Main Page > Standalone Approach > Attachment Analysis

Spam Analysis and Reputation Project

2.2 Standalone Approach: Attachment Analysis

Design

This module classifies email messages on the basis of their 'Content-Type'. The purpose of the Content-Type field is to describe the data contained in the body and to specify its nature.

The content type in the email messages is one of the following categories:

1. text/plain : simple text messages using (the default value for Content-type)

2. text/html : messages containing text and HTML content.

3. multipart/mixed : used for sending files with different "Content-Type" headers inline (or as attachments).

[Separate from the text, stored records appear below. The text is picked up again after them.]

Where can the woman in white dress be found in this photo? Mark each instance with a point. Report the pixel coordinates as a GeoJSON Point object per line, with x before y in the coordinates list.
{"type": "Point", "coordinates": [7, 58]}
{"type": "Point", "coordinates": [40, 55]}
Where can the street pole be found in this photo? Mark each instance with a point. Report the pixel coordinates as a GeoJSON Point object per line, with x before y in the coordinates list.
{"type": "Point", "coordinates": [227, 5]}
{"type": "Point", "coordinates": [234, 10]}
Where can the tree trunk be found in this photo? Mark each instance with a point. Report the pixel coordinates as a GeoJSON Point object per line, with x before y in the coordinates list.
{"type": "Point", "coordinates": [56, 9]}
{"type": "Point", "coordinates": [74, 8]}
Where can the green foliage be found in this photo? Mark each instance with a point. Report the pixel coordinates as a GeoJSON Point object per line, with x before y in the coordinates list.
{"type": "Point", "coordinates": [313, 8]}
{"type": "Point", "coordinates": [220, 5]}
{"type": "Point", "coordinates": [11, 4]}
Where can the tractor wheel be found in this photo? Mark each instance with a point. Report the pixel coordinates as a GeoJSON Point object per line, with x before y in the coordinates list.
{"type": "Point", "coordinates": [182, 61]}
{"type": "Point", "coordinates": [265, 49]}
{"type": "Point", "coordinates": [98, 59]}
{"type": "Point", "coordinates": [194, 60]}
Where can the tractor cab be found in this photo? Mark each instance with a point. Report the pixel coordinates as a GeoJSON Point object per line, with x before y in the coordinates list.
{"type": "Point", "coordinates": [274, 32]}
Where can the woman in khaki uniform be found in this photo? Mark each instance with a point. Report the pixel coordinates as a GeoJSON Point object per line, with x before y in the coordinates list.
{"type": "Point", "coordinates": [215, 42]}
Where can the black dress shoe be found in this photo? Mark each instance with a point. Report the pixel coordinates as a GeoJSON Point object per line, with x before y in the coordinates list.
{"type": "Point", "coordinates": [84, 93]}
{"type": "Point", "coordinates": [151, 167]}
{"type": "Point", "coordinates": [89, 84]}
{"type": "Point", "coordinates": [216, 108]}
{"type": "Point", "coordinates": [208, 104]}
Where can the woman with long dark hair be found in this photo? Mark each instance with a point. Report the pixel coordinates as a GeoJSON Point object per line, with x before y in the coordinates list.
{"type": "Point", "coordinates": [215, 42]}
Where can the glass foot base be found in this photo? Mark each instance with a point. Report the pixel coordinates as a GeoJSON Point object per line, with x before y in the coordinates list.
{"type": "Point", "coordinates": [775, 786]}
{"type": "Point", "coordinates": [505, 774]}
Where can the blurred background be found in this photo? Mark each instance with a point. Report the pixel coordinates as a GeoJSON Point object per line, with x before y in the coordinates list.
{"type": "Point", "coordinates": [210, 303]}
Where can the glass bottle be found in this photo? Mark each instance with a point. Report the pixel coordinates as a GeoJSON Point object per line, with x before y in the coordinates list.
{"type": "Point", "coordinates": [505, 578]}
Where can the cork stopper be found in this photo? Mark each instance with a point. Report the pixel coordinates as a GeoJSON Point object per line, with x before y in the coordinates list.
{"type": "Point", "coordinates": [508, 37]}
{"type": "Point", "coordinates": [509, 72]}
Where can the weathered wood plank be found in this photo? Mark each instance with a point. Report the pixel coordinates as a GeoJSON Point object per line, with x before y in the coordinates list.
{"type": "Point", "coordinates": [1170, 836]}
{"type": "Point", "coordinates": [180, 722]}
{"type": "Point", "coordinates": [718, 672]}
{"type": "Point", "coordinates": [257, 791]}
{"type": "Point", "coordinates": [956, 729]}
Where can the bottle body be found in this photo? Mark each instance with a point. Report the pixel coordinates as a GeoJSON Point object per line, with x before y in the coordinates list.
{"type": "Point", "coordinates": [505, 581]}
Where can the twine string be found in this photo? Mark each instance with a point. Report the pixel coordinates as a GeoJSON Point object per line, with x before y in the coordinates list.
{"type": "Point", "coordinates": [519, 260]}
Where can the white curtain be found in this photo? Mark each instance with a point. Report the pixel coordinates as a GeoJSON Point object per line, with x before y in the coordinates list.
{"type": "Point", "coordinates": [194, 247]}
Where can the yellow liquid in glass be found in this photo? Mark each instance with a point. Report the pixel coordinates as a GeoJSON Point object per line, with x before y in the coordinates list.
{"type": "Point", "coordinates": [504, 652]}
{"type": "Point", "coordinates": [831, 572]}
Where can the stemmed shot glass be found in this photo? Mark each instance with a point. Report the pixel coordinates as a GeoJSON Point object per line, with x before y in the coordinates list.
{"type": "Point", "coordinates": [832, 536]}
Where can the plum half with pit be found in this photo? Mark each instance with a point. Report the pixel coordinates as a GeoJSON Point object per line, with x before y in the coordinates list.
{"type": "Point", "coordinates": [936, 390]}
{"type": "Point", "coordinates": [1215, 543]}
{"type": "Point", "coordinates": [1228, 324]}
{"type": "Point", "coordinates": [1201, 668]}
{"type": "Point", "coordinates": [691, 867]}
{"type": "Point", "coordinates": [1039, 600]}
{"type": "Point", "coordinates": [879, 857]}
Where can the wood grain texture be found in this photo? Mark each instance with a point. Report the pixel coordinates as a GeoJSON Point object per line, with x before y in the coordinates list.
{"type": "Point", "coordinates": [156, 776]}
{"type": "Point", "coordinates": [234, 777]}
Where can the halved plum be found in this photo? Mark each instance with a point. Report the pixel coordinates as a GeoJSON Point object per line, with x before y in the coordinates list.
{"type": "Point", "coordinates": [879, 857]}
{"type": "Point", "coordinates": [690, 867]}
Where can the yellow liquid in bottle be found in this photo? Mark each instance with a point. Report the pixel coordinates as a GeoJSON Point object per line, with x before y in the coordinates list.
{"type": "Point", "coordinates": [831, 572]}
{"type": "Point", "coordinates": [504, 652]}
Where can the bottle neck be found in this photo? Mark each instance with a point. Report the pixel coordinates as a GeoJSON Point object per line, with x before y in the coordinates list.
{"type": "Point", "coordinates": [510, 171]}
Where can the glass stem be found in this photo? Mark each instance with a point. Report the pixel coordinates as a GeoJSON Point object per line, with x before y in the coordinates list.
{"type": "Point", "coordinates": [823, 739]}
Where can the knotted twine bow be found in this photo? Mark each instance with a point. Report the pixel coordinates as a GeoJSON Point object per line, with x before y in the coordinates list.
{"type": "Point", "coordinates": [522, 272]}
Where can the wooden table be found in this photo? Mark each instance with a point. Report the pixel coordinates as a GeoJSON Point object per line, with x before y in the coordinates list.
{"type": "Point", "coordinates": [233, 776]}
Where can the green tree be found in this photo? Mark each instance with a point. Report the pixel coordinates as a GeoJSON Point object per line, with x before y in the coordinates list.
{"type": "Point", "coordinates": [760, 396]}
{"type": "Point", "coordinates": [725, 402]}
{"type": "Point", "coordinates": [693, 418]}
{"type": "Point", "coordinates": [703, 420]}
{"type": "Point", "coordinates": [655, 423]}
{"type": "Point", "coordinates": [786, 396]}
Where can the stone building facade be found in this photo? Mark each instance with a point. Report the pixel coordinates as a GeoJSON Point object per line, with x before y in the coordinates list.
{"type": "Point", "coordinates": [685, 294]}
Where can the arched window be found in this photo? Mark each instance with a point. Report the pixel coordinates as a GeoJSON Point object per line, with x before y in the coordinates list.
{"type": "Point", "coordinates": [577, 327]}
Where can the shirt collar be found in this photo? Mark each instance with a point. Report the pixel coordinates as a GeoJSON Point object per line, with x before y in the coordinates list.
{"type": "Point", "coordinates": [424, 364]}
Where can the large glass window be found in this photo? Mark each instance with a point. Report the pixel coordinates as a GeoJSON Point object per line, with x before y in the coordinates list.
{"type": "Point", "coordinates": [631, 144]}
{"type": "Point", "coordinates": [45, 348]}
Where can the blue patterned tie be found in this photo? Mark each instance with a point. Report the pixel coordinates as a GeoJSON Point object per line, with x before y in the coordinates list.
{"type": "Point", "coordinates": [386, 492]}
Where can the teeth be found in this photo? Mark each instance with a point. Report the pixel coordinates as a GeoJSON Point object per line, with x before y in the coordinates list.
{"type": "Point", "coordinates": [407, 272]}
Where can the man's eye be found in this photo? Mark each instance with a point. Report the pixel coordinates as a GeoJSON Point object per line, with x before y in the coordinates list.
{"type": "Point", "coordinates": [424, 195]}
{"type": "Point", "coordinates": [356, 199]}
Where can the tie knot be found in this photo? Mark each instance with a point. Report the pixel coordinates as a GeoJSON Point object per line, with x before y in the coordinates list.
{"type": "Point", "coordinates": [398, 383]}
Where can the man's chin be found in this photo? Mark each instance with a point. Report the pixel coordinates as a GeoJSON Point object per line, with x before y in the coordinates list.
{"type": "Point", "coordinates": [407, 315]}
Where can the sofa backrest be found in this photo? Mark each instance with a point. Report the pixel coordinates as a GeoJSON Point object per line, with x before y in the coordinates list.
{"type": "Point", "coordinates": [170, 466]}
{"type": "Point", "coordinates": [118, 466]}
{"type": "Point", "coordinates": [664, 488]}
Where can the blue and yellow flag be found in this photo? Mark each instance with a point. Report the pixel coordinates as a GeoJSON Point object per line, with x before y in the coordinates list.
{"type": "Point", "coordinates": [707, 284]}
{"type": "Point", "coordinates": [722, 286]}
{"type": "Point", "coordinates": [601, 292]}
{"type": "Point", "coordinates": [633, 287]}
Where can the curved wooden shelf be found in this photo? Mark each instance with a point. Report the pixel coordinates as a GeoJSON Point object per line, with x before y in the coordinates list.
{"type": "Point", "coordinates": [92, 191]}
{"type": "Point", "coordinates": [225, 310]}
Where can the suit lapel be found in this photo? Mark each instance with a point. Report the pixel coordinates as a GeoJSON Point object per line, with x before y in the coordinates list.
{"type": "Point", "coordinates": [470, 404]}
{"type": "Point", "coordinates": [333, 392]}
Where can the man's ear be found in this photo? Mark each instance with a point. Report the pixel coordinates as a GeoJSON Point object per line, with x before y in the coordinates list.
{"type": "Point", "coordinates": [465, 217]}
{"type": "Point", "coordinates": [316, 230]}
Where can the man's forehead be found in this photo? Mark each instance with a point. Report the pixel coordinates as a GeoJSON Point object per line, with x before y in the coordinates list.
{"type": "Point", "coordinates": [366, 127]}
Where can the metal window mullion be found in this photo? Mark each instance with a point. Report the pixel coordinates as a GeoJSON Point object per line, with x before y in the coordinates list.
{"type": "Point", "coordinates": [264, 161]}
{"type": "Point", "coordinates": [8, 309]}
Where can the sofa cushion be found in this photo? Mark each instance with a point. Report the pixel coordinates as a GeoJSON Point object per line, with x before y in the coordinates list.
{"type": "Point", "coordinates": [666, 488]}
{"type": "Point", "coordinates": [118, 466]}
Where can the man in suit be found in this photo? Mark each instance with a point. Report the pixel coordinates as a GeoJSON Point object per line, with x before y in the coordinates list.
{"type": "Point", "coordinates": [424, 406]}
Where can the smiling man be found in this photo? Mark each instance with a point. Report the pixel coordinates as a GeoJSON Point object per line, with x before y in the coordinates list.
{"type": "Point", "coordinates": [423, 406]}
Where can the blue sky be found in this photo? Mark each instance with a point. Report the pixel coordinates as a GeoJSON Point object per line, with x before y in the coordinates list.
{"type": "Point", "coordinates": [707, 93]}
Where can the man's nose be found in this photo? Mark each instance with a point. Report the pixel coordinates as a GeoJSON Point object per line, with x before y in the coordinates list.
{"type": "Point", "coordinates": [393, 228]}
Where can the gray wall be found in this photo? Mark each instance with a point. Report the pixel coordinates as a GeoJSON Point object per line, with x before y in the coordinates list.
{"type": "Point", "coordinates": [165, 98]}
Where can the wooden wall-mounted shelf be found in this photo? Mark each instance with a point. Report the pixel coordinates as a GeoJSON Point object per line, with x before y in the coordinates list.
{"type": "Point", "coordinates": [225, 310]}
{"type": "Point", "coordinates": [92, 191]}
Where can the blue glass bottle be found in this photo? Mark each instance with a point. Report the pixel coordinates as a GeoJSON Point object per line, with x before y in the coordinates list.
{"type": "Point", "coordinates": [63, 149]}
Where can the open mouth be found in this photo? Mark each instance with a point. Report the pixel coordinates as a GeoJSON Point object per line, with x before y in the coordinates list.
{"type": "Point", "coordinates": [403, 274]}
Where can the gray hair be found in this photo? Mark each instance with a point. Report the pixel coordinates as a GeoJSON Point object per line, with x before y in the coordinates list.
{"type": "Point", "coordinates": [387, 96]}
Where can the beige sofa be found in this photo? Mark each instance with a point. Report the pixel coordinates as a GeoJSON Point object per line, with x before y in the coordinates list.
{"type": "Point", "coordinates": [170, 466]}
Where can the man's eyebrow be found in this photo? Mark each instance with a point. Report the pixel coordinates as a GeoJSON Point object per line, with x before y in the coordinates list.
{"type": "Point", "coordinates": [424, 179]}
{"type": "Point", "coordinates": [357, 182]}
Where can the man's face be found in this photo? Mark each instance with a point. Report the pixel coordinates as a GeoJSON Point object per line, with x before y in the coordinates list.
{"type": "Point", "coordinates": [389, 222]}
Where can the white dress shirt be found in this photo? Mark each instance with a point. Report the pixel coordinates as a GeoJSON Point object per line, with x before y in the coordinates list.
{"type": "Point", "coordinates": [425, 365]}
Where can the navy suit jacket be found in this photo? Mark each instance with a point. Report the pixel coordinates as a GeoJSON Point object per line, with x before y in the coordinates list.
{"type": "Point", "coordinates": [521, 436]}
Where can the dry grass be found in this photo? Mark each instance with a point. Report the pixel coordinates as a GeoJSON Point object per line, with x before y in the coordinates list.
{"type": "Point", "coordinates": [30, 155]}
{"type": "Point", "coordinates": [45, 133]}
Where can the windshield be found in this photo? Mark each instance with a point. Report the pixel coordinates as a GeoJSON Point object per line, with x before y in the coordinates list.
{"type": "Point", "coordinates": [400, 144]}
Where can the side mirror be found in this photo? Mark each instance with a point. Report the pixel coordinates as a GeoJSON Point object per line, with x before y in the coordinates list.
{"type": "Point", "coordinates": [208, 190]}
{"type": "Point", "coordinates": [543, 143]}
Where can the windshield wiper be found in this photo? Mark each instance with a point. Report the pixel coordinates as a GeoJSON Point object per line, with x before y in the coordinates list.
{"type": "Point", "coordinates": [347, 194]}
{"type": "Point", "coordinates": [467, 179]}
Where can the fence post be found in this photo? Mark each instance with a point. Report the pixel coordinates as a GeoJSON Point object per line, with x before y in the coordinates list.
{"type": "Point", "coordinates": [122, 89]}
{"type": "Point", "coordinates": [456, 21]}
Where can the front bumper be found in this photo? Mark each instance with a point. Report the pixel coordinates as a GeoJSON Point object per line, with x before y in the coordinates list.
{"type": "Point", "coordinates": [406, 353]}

4. multipart/alternative : alternative content, such as a message sent in both plain text and another format such as HTML (with the same content in text/plain and text/html forms. It indicates that each part is an "alternative" version of the same (or similar) content, each in a different format denoted by its "Content-Type" header.

5. multipart/report : message type that contains data formatted for a mail server to read. It is split between a text/plain (or some other content/type easily readable) and a message/delivery-status, which contains the data formatted for the mail server to read.

In MIME, the standard Internet e-mail format, messages and their attachments are sent as a multipart message.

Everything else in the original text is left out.